Giving a problem a name

Image// IB Times UK
Image// IB Times UK

The 16 days of activism against gender-based violence are very special days in the political calendar. Right now, all over the world, including here at home, people are honouring women and girls, and recognising our right to live free of gender-based violence. We all come together in an intensive effort to name the harms caused by violence against women and girls, to dismantle the systems and norms that support and perpetuate it, and to create a new vision for a world without it.

And while we don’t always talk much about feminism during these 16 days, we do owe a huge historical and ongoing debt to feminist activists who have brought the issue of violence against women and girls to the world, and who importantly, have created the language that we use to talk about it.

By creating words and concepts like patriarchy, sexual harassment, misogyny and intersectionality, our feminist sisters have named women’s oppressions, the harms caused and the strategies to fight them. Happily, we now take this lexicon for granted so that it is no longer surprising to hear misogyny being called out, or to share a conviction with the majority that sexual harassment is wrong. But feminism is not a dying or historical movement: it is alive and well and feminists continue to play a crucial role in moving the thinking forward.

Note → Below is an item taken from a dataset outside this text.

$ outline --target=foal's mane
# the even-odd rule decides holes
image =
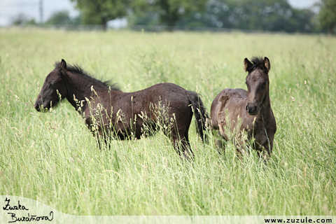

So during these 16 days of honouring women, we would like to send a special shout out to our feminist faves: the wonderful likes of Angela Davis, Kimberle Crenshaw, and Marai Larasi who have made it possible to name what we see. As another of our bests, Sara Ahmed has said, naming an experience as sexist not only gives an account of something that is wrong, it is also a demand for transformation. It is a way of saying ‘no’. The wrong is no longer acceptable.